Samoa want to build on best RLWC campaign

Samoa's Rugby League World Cup run ended as many expected, but their 30-10 defeat to Australia gave a glimpse into how bright their future might be.

A little over a month since they conceded 60 points against England they held their gloves up to the Kangaroos in the first final involving a tier-two nation.

It was only the fourth time they had played Australia in their 36-year history and they left Old Trafford on Saturday (Sunday AEDT) knowing they had pushed Mal Meninga's side close.

Among those who joined them in their dressing room were the three Samoa-eligible players in the Kangaroos squad; Tino Fa'asuamaleaui, Jeremiah Nanai and Murray Taulagi, further illustrating how strong this side could be in the future.

"We have a dream of being able to achieve what Australia has done," said skipper Junior Paulo, who carried himself with incredible grace throughout the campaign.

"I don't know how to find a way but we need to lock these games in for the international game moving forward."

When Paulo and his team may take the field in a blue jersey again remains the great unknown.

For all that World Cup organisers have boasted about building on the legacy of this tournament, only one Test - England v France - has been locked in for next year.

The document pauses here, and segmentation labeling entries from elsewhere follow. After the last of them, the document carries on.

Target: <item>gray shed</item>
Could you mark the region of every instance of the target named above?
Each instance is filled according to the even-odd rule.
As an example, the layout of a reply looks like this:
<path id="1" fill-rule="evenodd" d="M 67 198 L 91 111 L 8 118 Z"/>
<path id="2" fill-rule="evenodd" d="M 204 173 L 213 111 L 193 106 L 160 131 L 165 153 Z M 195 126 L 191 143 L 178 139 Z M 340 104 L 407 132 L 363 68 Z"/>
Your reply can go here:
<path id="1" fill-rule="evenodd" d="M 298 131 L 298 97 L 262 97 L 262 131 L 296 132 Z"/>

Unlike cricket's Future Tour Programs, league has no set plan on how it might capitalise on the rise of Tonga and Samoa at the last two tournaments and the potential for Papua New Guinea and Fiji to join them in challenging the traditional big three of Australia, New Zealand and England.

The fear is that it will be a flash in the pan.

"I'm probably not the guy to suss that out," said five-eighth Jarome Luai.

"We've grown the game in a sense, if we want to keep growing we need to play more international games."

The NRL decided to scrap the Pacific Test this year and there is currently a wrangle with the International Rugby League (IRL) over who controls, and therefore profits, from the boom in Test football.

Part of the NRL's thinking is to create a month-long Test window at the end of each season, although whether players are keen to commit at the end of a gruelling club campaign remains to be seen.

The move is also strategic, given it protects players from potentially harming the golden goose that is State of Origin and depriving the inter-state contest of players with split allegiances.

This year 13 members of NSW's game one Origin squad, which included Luai and Paulo, qualified for a Pacific nation.

There has been a clamour for Samoa to be recognised as a tier-one nation by the IRL.

While that is based on off-field criteria, it would also place Luai, Paulo and the likes of Brian To'o in a difficult position to pick between state or country.

"Is the international game not as good as it has ever been? asked Samoa coach Matt Parish.

"If they want to change the rules they will make it the three teams again."